スパイスは「酸」のある食材と組み合わせると香りが立つという特徴がありますので、今回は酸味のある食材の組み合わせを意識し、ル レクチェのコンポート、カシスのパルフェと、レモンのキャビアゼリーにマーガオを組み合わせました。それぞれの個性がスノードームの中でひとつになった時に生まれる味わいや香りが楽しいですね。 -
GABAN® バニラビーンズ
バニラビーンズは、デセールに寄り添うスパイスとして最も有名なスパイスのひとつかもしれませんね。焼き菓子の香りづけや、乳製品を使ったクリーミーなレシピが定番ですが、実は果物のコンポートにも好相性。今回は少し酸味がありながら、なめらかな果肉感のル レクチェに効かせました。バニラの甘い香りをまとうことで、ちょっと大人っぽい色気のあるコンポートが仕上がりますよ。
最初に料理に興味を持ったのは、子どもの頃、母と一緒に作った家庭料理でした。今も放送されている人気料理番組を見ながら作った料理が美味しくできると嬉しかったことをよく覚えています。
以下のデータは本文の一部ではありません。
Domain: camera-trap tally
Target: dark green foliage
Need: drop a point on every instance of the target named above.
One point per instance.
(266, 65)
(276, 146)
褒めてくれた母のおかげで、料理がとても身近な楽しみになりました。
本格的に料理の勉強を始めた頃から、自分が店を持つとしたらどんなお店を作りたいか?というイメージを常に考えるようになり、そんな中でとても影響を受けたのが、宮沢賢治の童話「注文の多い料理店」です。
創造的な世界の描写や言葉の魅力に引き込まれたのはもちろんですが、ドキドキするような「夢のあるレストラン」を作りたい、という目標を作ってくれたお話ですね。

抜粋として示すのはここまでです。